At one time, that particularly rich and honest strain in the American musical tradition was largely confined to the geographic areas its name implies: the countryside and Western ranges of America's heartland. But half a century ago, in 1923, Fiddlin' John Carson broke through with the first widely popular country music recording, and since then records and the broadcast airwaves have been winning new audiences for country and Western music all over America and around the world—so that now the term describes not just a locale but a state of mind and style of taste, as much beloved downtown as on the farm.

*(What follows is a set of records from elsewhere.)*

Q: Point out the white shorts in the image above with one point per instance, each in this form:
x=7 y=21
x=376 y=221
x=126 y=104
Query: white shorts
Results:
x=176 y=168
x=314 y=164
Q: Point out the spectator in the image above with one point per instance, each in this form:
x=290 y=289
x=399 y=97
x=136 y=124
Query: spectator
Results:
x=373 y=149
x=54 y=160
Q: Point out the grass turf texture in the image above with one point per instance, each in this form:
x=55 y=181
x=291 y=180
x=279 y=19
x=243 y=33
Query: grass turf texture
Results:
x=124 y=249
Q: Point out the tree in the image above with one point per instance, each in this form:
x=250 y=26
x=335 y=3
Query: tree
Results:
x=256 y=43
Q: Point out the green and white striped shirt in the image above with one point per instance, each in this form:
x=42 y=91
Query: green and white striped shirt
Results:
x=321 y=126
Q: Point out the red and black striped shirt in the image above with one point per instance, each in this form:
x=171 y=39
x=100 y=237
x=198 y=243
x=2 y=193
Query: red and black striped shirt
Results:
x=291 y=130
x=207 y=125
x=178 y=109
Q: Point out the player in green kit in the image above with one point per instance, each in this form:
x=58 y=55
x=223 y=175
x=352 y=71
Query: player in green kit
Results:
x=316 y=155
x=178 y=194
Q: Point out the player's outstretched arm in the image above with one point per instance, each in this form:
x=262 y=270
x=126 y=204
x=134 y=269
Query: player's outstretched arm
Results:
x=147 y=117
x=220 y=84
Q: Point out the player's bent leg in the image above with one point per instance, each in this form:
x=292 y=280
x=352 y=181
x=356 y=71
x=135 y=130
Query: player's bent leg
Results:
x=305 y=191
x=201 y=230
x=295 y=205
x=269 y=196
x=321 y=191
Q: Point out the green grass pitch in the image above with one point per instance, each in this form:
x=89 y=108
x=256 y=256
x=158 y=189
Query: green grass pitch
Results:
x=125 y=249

Today, no matter where men and women happen to live, country music may be one of the truest voices speaking to and for them. All of us can better understand our Nation's head and heart by listening to "hear America singing" in that voice.
Now, Therefore, I, Richard Nixon, President of the United States of America, ask Americans to mark the month of October, 1973, with suitable observances as Country Music Month.
In Witness Whereof, I have hereunto set my hand this twenty-ninth day of September, in the year of our Lord nineteen hundred seventy-three, and of the Independence of the United States of America the one hundred ninety-eighth.